Two Kuwaitis under torture had mentioned the legend of the invisible Bedou but claimed they had never actually seen him. Sabaawi’s men were trying to persuade the prisoners with even more pain to admit they had. Fools. Of course, they would invent anything to stop the agony.
The more Hassan Rahmani thought about it, the more he became convinced that he had a foreign infiltrator on his hands, definitely part of his authority. He found it hard to believe that there was any Bedou who knew about plastic explosives and encrypted transceivers—if they were from the same man.
He might have trained up a few bomb planters, but he also seemed to be carrying out a lot of the attacks himself.
It would just not be possible to pick up every Bedou wandering around the city and the desert—that would be the AMAM way, but they would be pulling out fingernails for years and getting nowhere.
For Rahmani, the problem resolved itself into three choices: Capture the man during one of his attacks—but that would be haphazard and possibly never happen. Capture one of his Kuwaiti associates and trace the man to his lair. Or take him crouched over his transmitter in the desert.
Rahmani decided on the last. He would bring in from Iraq two or three of his best radio-detector teams, post them at different points, and try to triangulate on the source of the broadcast. He would also need an Army helicopter on standby, with a team of Special Forces ready to move. As soon as he got back to Baghdad, he would set it in motion.
Hassan Rahmani was not the only man that day in Kuwait who was interested in the Bedou. In a suburban villa miles away from the Hilton, a handsome, moustached young Kuwaiti Army colonel in a white cotton thob sat in an armchair and listened to a friend who had come to him with an interesting snippet.
“I was just sitting in my car at the traffic light, watching nothing in particular, when I noticed this Iraqi Army truck on the opposite side of the intersection. It was parked there, with a group of soldiers around the hood, eating and smoking. Then a young man, one of our own, walked out of a café clutching what looked like a tiny box. It was really small. I thought nothing of it until I saw him flick it under the truck.
Then he turned the corner and disappeared. The lights changed, but I stayed where I was.
“In five seconds the truck disintegrated. I mean, it just blew apart. The soldiers were all on the ground with their legs off. I’ve never seen such a small package do so much damage. I tell you, I hung a U and got out of there before the AMAM came along.”
“Plastic,” mused the Army officer. “What would I not give for some of that. It must have been one of the Bedou’s men. Who is that bastard, anyway? I’d love to meet him.”

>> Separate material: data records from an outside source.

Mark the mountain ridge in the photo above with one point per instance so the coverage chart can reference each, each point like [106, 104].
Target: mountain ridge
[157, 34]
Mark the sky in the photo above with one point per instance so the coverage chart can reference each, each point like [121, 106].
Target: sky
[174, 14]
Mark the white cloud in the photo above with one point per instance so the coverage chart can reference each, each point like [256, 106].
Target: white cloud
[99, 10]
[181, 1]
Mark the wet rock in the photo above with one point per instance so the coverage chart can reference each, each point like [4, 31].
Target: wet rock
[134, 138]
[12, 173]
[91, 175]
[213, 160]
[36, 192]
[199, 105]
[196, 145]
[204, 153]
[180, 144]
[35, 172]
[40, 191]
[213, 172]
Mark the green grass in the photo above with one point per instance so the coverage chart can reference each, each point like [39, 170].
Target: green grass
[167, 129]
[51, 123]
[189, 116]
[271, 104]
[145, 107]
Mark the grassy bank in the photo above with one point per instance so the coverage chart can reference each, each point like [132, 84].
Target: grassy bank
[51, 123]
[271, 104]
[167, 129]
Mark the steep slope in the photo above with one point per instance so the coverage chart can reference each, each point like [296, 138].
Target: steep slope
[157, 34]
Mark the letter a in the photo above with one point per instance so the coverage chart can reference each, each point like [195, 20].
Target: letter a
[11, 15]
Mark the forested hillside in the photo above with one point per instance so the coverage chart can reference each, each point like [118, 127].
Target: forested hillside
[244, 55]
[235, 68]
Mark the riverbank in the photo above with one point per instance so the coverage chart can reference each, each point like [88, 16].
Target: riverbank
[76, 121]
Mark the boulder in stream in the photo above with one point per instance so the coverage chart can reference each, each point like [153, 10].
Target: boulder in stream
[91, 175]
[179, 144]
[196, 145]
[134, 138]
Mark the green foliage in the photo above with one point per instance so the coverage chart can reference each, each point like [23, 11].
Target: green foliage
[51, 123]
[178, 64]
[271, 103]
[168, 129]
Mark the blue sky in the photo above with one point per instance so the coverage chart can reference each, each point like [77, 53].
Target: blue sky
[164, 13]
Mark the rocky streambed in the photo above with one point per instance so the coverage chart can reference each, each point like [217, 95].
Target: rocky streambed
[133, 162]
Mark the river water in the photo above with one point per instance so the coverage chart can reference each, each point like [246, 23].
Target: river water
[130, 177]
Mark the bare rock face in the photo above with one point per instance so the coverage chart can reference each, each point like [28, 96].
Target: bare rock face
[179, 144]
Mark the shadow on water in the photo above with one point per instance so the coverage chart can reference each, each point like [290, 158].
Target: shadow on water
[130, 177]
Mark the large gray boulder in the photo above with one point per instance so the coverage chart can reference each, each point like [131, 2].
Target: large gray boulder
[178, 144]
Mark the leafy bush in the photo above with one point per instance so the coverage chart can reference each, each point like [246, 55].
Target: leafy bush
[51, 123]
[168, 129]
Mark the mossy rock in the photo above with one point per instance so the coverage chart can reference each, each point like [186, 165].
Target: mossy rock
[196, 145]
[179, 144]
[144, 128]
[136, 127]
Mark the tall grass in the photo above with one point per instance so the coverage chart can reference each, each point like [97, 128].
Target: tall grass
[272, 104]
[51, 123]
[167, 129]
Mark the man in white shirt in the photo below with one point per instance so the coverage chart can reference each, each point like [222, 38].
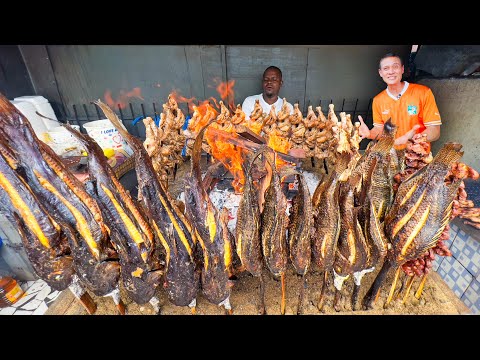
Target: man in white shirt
[271, 83]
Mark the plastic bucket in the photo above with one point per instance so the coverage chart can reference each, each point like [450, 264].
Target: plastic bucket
[107, 136]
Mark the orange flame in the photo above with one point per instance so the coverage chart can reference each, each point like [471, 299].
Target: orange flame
[231, 157]
[121, 102]
[225, 89]
[280, 144]
[182, 99]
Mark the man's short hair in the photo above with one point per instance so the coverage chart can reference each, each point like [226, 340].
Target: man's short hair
[391, 54]
[273, 68]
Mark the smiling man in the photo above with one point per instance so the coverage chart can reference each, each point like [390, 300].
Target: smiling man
[411, 107]
[271, 84]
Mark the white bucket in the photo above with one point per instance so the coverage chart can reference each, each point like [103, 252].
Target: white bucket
[107, 136]
[62, 141]
[28, 110]
[41, 105]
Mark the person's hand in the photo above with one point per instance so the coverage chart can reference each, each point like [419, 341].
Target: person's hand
[401, 140]
[363, 130]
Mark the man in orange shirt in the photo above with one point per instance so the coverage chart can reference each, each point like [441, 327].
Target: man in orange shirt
[411, 107]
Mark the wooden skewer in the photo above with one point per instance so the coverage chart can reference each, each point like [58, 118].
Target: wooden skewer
[392, 289]
[284, 300]
[420, 287]
[409, 286]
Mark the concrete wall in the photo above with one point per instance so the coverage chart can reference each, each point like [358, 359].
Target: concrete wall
[458, 101]
[70, 75]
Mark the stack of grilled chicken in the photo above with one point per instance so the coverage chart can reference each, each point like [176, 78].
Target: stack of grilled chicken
[356, 220]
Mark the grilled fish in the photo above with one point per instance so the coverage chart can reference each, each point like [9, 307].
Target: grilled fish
[65, 199]
[215, 245]
[42, 239]
[326, 223]
[418, 216]
[274, 222]
[247, 230]
[300, 234]
[169, 224]
[130, 231]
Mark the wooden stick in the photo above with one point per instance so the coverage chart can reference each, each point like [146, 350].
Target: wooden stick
[418, 294]
[88, 303]
[284, 298]
[392, 289]
[409, 286]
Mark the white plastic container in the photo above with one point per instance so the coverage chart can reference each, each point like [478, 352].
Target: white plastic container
[62, 141]
[43, 107]
[107, 136]
[28, 110]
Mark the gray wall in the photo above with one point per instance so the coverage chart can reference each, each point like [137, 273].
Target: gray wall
[14, 78]
[458, 101]
[78, 74]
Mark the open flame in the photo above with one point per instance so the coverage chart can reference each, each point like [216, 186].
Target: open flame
[122, 100]
[225, 89]
[280, 144]
[231, 157]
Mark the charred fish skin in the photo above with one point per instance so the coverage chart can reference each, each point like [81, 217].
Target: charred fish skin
[380, 156]
[300, 231]
[41, 240]
[216, 248]
[129, 230]
[66, 200]
[248, 243]
[348, 251]
[422, 207]
[274, 222]
[170, 226]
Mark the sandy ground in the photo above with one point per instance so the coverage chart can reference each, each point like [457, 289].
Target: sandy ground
[437, 298]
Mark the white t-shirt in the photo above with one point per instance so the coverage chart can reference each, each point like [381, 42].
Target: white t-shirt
[249, 103]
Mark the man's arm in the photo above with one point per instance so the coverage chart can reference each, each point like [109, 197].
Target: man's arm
[433, 132]
[366, 133]
[247, 107]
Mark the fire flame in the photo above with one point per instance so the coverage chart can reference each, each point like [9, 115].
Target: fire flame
[280, 144]
[121, 102]
[225, 89]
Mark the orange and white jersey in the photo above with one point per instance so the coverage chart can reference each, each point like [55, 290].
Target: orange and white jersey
[414, 105]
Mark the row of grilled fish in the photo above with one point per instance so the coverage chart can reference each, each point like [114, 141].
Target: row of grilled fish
[97, 231]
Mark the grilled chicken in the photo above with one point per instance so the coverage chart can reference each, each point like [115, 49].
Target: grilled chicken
[215, 245]
[130, 231]
[418, 216]
[65, 199]
[274, 220]
[168, 222]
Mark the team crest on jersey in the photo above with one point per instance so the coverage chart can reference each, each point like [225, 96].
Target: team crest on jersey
[412, 110]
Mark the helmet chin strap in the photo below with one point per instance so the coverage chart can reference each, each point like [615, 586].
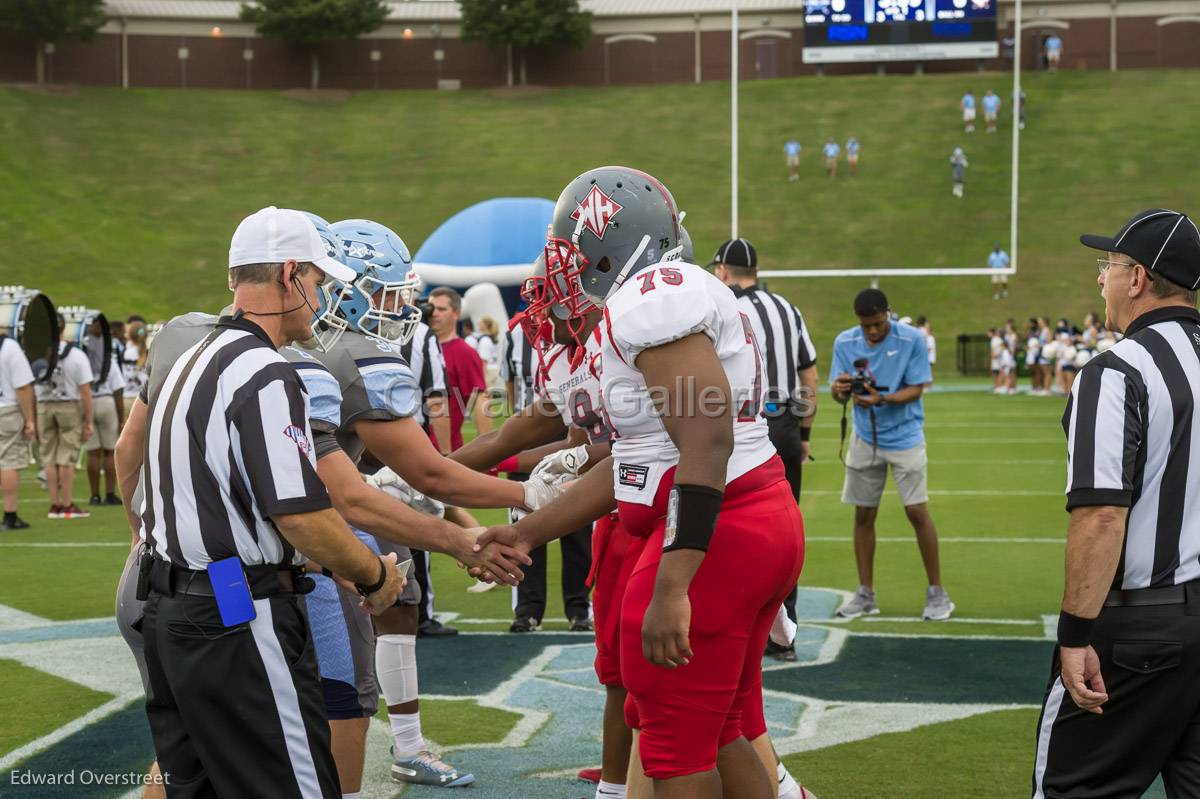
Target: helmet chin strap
[629, 264]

“The point is, I recognized the boy.”
“What?” The young colonel leaned forward, his face alight with interest.
“I wouldn’t have come all this way just to tell you what you will have heard already. I tell you, I recognized the bomb-thrower. Abu Fouad, I’ve been buying cigarettes from his father for years.”
Dr. Reinhart, when he addressed the Medusa Committee in London three days later, looked tired. Even though he had relinquished all his other duties at Porton Down, the documentation he had taken away with him from the first meeting and the supplementary information that had come pouring in ever since had given him a monstrous task.
“The study is probably not yet complete,” he said, “but a fairly comprehensive picture emerges.
“First, of course, we know that Saddam Hussein has a large poison-gas-production capacity, I estimate at over a thousand tons a year.
“During the Iran-Iraq war, some Iranian soldiers who had been gassed were treated here in Britain, and I was able to examine them. We could recognize phosgene and mustard gas even then.